Hi All, I have a question for the output of featurecounts (from subread package). The total number of my input read pairs is 47168870 (reported by fastQC and STAR):
> Number of input reads | 47168870
> Average input read length | 152
> UNIQUE READS:
> Uniquely mapped reads number | 37604677
> Uniquely mapped reads % | 79.72%
> Average mapped length | 149.39
> Number of splices: Total | 16519867
> Number of splices: Annotated (sjdb) | 0
But the total number of fragments reported by featurecount is 82845035, almost twice as much as the number of input read pairs. the number of SAM alignment pairs reported by htseqcount is 81037190.
> (featurecount): Total fragments : 82845035
> Successfully assigned fragments : 32386307 (39.1%)
(htseqcount)
> 81000000 SAM alignment record pairs processed.
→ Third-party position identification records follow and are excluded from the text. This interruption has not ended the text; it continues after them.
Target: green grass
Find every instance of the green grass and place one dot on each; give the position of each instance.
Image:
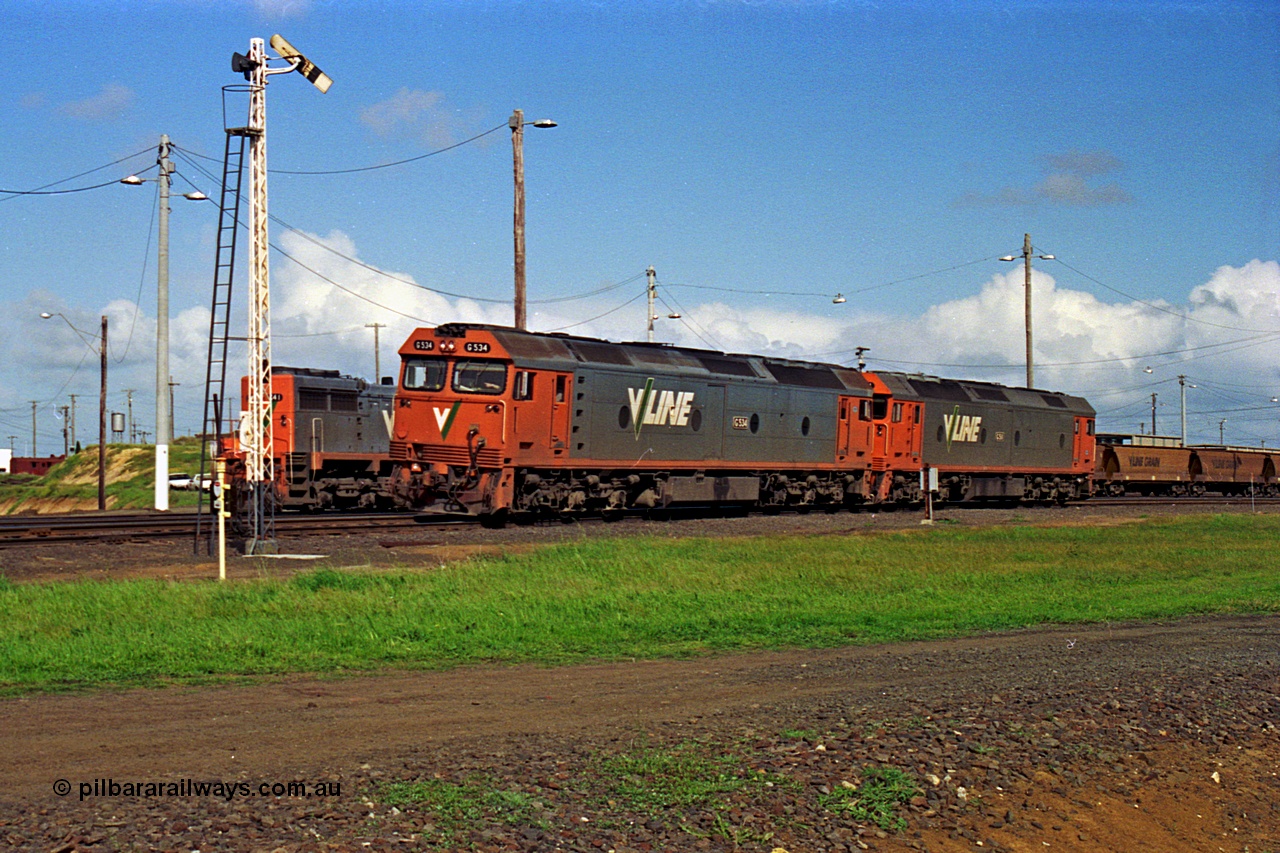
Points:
(654, 780)
(638, 597)
(455, 806)
(876, 801)
(133, 487)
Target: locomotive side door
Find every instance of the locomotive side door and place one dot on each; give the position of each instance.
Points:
(562, 404)
(853, 437)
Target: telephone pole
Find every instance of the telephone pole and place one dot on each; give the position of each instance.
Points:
(1182, 392)
(517, 154)
(133, 432)
(653, 292)
(1027, 263)
(378, 363)
(65, 410)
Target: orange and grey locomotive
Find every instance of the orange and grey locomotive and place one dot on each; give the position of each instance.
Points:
(498, 423)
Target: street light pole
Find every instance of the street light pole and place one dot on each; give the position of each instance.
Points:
(517, 151)
(378, 357)
(101, 406)
(164, 420)
(164, 430)
(101, 429)
(1027, 263)
(1182, 392)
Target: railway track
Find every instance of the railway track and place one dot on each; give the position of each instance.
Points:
(129, 527)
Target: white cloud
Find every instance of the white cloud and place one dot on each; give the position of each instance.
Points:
(1066, 183)
(420, 115)
(282, 9)
(1083, 345)
(112, 101)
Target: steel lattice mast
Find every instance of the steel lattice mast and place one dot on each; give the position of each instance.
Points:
(257, 407)
(256, 429)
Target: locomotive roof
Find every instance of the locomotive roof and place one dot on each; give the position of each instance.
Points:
(568, 352)
(922, 387)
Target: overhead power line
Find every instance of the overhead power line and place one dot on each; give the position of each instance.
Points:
(370, 168)
(44, 190)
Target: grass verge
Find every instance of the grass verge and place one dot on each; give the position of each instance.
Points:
(638, 597)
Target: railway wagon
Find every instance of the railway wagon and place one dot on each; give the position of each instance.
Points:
(992, 442)
(330, 439)
(490, 420)
(1238, 470)
(1162, 466)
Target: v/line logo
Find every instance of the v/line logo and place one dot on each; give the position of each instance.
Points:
(961, 428)
(661, 409)
(444, 418)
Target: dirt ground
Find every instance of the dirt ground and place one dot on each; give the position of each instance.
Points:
(1137, 737)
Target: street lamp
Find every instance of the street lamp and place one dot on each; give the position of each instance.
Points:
(1027, 258)
(164, 427)
(517, 149)
(653, 295)
(1182, 392)
(101, 406)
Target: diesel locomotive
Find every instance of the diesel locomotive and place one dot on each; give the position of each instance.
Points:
(498, 423)
(330, 438)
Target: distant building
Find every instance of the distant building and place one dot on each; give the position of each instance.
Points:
(37, 465)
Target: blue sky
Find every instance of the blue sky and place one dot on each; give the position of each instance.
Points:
(763, 156)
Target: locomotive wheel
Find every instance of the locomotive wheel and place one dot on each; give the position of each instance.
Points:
(493, 520)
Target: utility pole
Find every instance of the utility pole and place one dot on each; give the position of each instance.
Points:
(101, 429)
(653, 293)
(1027, 263)
(133, 432)
(1182, 392)
(164, 432)
(172, 386)
(65, 445)
(517, 153)
(378, 363)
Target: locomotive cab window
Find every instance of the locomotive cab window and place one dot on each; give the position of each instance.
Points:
(479, 377)
(524, 388)
(424, 374)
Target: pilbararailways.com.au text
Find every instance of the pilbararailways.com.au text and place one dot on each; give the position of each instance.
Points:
(227, 790)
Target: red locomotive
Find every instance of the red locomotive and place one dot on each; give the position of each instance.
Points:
(492, 422)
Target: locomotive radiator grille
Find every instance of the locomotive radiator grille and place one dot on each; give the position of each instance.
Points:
(458, 456)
Warning: Mate pairing
> was ambiguous for 965089 records; mate key for first such record:
> 81037190 SAM alignment pairs processed.
This is the gff I used for count is gencode.v24.annotation.gff3
My question is that I want to know what is the definition of fragment in featurecount report? why there is more fragments compared with the input read pairs? In my understanding, each read pair indicates a fragment and the total number of fragment and total number of read pair should be equal.
Thank you for your time in advance.
ewre
Did you use the
-p
option to count fragments instead of reads?Yes: featureCounts -p -s 2 -T 5 -a gencode.v24.annotation.gff3 -t exon -g gene_id -o sample.out sample.bam
Ewre, I have the same situation as you do. I wonder if you find out the answers to your questions, can you kindly share the answer?
If you isolate the read names of all the reads that have mapped, and then
sort | uniq
them, how many do you get? Chances that a multi-positional alignment is happening?